Теоретически все ясно. Женщина, которая занимается своими детьми, надежна, преданна, детей любит и годится для этой работы; дети вполне присмотрены. Есть даже теоретики-педагоги, считающие, что для детей лучше, если матери не хлопочут вокруг них постоянно, что мать, отказавшаяся от внешнего мира ради мужа и детей, сделала это не из чувства долга, преданности и любви, а по причине своей неспособности, потому что ее душа не может вместить многосторонность жизни с ее страданиями — но и с ее радостями. Пусть женщина осталась с детьми и не занимается ничем другим разве это доказывает, что она более преданная мать, чем та, что работает? Если у женщины нет любовников, доказывает ли это, что она больше любит мужа?

Но мать страдает и на самой своей работе. У нее всегда есть ощущение, что ее работа была бы продуктивнее, если бы ее делал мужчина или даже незамужняя женщина. Дети, со своей стороны, всегда ее требуют, и когда здоровы, и, особенно, когда больны.

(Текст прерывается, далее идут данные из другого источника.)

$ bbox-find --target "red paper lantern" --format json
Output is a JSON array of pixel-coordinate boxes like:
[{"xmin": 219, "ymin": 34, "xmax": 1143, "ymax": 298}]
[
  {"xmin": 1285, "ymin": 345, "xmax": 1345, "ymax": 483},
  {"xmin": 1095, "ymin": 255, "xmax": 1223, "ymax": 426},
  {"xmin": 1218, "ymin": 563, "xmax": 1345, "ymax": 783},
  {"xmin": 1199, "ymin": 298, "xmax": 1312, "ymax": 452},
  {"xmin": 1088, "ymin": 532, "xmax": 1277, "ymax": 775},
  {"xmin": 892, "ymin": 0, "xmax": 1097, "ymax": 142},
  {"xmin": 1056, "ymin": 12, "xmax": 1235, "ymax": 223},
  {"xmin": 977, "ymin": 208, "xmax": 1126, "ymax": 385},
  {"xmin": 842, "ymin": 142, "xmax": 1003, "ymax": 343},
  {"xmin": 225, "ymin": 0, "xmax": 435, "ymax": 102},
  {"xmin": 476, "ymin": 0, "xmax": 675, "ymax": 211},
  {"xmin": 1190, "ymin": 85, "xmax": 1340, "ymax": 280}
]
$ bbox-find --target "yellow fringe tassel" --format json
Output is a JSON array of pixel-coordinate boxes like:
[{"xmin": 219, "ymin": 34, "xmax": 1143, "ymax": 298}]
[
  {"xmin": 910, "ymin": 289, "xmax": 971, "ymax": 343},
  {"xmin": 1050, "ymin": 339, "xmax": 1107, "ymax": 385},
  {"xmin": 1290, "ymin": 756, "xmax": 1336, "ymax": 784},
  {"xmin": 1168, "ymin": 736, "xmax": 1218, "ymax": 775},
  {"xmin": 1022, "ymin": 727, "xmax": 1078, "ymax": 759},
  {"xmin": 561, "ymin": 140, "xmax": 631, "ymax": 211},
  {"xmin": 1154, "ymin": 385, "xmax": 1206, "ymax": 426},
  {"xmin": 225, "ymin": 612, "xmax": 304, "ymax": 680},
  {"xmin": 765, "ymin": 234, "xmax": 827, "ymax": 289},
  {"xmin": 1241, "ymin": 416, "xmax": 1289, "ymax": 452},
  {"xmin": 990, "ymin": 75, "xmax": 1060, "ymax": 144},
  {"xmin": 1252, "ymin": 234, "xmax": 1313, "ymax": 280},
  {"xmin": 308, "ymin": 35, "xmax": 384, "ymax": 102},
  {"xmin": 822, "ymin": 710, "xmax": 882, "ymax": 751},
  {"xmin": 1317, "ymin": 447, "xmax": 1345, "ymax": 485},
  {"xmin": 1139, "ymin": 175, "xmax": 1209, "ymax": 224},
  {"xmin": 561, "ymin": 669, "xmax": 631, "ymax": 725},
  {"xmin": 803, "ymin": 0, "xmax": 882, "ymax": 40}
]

Вечное внутреннее раздвоение, вечная спешка, вечное чувство невыполненного долга — сегодня по отношению к семье, завтра по отношению к работе — вот такое бремя ложиться на плечи работающей матери».

Статья эта не слишком хорошо написана, сегодня она кажется мне недостаточно свободной, но тогда я писала ее, страдая по-настоящему.

Не говоря уже обо всем прочем, Сарра болела несколько лет подряд. Нам сказали, что у нее не в порядке почки, — не было месяца, когда бы мы в тревоге ни обращались к врачу. Она была хорошенькая, веселая, очень подвижная девочка, послушно соблюдавшая диету, глотавшая лекарства и, если надо, неделями остававшаяся в постели. Непросто было оставлять ее с кем-нибудь в те дни, когда она лежала; когда же она была на ногах, то за ней нужен был глаз да глаз. Шейна и мама очень мне помогали, но мне всегда казалось, что я должна давать им объяснения и извиняться за то, что ухожу на работу с утра и возвращаюсь поздно вечером.